Commercial insurance article archive
The future of Home Information Packs (HIPs)
Since it was announced in November 2003 that Home Information Packs (HIPs) would be introduced onto the housing market in July 2007, their progression towards implementation has been subject to much scrutiny. For the Labour government that introduced them, the packs would cure many of the ills experienced in the housing market. The main thrust of implementing the packs is to make sure that the selling of properties has as much transparency as possible. Expected to cost between £650 and £1,000, they will make it mandatory for Britons selling their home (hence the fact they have also been given the name seller's packs) to compile a comprehensive dossier of information on the property. The government believed that the packs would lead to major savings being made by property purchasers losing up to £1 million each day on valuations, legal advice and property purchases, only to be gazumped. But how have the packs been taken to by industry and how are expected to alter the property landscape?

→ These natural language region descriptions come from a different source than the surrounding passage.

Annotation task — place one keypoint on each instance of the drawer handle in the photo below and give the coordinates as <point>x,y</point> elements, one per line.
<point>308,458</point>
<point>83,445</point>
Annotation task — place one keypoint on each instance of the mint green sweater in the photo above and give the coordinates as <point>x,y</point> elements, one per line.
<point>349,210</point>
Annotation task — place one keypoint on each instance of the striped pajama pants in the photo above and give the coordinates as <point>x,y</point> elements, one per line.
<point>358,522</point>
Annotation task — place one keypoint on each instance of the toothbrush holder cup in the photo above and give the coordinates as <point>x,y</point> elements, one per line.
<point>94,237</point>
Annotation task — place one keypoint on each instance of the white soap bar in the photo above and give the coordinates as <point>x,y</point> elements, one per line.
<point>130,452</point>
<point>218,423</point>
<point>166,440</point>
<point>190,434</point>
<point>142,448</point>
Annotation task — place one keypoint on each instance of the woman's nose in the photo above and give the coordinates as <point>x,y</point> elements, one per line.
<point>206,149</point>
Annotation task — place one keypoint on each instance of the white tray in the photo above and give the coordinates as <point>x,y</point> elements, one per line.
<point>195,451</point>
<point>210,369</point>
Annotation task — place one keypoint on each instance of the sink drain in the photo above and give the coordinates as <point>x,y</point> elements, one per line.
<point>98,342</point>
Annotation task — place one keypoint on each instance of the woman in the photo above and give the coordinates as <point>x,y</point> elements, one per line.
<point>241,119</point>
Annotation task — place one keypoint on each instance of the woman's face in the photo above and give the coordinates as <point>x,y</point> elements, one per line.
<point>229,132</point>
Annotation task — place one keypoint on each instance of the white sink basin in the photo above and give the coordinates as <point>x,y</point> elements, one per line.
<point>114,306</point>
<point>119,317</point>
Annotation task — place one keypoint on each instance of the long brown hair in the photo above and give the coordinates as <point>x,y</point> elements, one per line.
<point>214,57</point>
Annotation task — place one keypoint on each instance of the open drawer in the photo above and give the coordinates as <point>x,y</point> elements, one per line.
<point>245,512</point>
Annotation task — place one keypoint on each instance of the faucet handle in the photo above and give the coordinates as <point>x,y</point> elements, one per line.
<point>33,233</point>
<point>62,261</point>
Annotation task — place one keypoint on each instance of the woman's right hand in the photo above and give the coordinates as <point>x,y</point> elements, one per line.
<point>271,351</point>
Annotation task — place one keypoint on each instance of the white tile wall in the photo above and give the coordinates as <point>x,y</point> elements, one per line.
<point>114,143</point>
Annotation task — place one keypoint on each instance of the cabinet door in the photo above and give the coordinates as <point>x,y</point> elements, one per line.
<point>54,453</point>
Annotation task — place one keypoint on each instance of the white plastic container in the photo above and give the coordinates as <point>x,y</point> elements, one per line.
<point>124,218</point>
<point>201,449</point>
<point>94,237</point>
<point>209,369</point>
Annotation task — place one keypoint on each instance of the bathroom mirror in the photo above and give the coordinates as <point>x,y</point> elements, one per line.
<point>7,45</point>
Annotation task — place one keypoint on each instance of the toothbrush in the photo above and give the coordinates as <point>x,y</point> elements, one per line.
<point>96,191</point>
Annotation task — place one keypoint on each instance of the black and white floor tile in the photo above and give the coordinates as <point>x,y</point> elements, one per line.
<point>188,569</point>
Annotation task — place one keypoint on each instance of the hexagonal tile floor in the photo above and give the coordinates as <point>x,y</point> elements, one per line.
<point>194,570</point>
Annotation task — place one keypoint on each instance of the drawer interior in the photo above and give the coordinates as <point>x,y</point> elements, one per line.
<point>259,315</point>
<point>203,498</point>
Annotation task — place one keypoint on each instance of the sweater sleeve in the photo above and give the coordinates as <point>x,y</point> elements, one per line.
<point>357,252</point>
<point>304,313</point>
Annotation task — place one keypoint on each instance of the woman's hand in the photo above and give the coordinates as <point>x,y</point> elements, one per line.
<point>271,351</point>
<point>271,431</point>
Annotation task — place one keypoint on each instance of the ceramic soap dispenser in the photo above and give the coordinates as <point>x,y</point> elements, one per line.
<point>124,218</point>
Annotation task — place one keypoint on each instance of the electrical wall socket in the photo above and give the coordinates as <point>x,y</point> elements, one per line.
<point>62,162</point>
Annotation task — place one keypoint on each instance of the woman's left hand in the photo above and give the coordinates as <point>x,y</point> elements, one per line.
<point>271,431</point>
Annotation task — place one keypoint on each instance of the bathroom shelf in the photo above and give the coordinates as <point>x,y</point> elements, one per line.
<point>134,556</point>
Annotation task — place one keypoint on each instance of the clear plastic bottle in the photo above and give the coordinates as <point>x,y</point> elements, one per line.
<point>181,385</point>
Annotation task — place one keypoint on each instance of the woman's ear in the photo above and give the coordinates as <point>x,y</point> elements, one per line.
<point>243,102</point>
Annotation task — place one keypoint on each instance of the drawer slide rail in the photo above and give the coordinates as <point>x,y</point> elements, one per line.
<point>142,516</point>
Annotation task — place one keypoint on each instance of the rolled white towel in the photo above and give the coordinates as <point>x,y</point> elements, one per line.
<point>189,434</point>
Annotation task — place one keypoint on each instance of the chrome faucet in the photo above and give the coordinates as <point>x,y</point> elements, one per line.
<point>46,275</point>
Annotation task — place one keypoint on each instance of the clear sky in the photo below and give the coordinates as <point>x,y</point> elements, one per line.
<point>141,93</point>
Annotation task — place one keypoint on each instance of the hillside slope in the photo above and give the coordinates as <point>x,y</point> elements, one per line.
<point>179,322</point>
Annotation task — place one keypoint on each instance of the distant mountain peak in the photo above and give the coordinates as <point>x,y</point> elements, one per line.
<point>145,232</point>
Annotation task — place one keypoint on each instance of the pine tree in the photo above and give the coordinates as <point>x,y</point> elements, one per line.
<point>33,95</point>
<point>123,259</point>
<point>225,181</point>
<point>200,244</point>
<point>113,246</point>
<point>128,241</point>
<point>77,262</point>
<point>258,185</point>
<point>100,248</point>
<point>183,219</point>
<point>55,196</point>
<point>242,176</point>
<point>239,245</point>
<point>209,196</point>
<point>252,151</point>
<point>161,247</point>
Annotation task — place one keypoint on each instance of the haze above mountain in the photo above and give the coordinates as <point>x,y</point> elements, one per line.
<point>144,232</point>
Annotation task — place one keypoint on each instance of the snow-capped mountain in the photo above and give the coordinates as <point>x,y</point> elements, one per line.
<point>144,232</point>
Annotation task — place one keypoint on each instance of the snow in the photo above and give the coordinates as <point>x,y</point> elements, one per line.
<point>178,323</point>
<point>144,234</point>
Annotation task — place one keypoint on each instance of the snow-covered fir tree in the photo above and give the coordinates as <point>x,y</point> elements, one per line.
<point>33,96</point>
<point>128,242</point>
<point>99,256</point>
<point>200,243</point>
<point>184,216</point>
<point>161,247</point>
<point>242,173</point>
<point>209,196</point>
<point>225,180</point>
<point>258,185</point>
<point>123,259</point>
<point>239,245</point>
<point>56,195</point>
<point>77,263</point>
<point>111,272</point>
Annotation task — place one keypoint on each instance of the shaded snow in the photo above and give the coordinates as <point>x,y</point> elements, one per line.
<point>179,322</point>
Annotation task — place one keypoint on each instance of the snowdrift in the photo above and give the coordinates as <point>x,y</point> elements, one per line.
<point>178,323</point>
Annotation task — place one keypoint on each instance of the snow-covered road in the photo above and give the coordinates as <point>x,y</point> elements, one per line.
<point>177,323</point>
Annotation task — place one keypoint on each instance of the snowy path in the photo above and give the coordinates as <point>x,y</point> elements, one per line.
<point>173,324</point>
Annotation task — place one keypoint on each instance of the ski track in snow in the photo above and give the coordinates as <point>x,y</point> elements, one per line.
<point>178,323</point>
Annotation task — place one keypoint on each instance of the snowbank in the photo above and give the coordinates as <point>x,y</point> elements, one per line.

Many figures within the industry have questioned the benefit of Hips from the outset. Rather than take the stress out of the homebuying process, various estate agents have speculated that the implementation of the packs will simply delay property sales. Early in 2006, Philip Davies, chief executive of Linden Homes, said the market would be "strangled" in the process. The National Association of Estate Agents (NAEA) concurred with the view, suggesting that the market would atrophy because 'impulse sellers' would be deterred from their selling their properties. Peter Bolton King, chief executive of the NAEA, said this was because the level playing field would be removed, "allowing other people who have already got their pack on the market to jump in and make an offer".
Unsurprisingly the Association of Home Information Pack Providers (AHIPP) has regularly extolled the virtues of the packs. Contrary to the notion that they would stymie the market, Mike Ockenden, director general of the organisation, stated that buyers would "embrace" the packs because they would save them the trouble of having to commission their own surveys. But what is the homebuyer to make of Hips and how will they affect the market for consumers?
Originally, the packs were supposed to contain parts which the home seller would be obliged to bring together. These include documents such as warranties and guarantees, an Energy Performance Certificate (outlining a property's energy consumption bill) and a Home Condition Report, which would gauge the general condition of a property. However, earlier this year, it was announced that the report would be postponed. According to many housing professionals, this would make the principal objective of Hips completely redundant, with the government having predicted a far more transparent process. Louise Cumming, head of mortgages at the group, also said that because part of the packs was due to be compulsory and part voluntary, even greater confusion had been caused.
The government's u-turn caused ripples of discontent within the industry. More than two thirds of mortgage brokers suggested that the plan to introduce Hips should be dropped, research from UCB Home Loans revealed. Almost three quarters of mortgage brokers felt that a purchaser would go ahead and commission their survey in any case, a statistic which would seem to render the process largely irrelevant.
In recent weeks though, the government has been rallying around the implementation of Hips. At a recent conference, Yvette Cooper, minister for housing and planning, gave a firm suggestion that the Hips would have a full roll-out by their June deadline and that the Home Condition Report (HCR) elements of the pack would also be implemented.
And, despite the Council of Mortgage Lenders having recently described Hips as a "costly indulgence" and opining that it did not think that the dry run would be a robust test of the new arrangements, the strongest supporters of the packs continue to staunchly defend them.
This week, Mike Ockenden of AHIPP, said that he looked forward to the implementation of the packs and that the forthcoming dry run would show that Hips "reduce the stress associated with buying and selling homes by reducing the number of failed transactions and providing certainty in the process". Home buyers and sellers can but wait and see.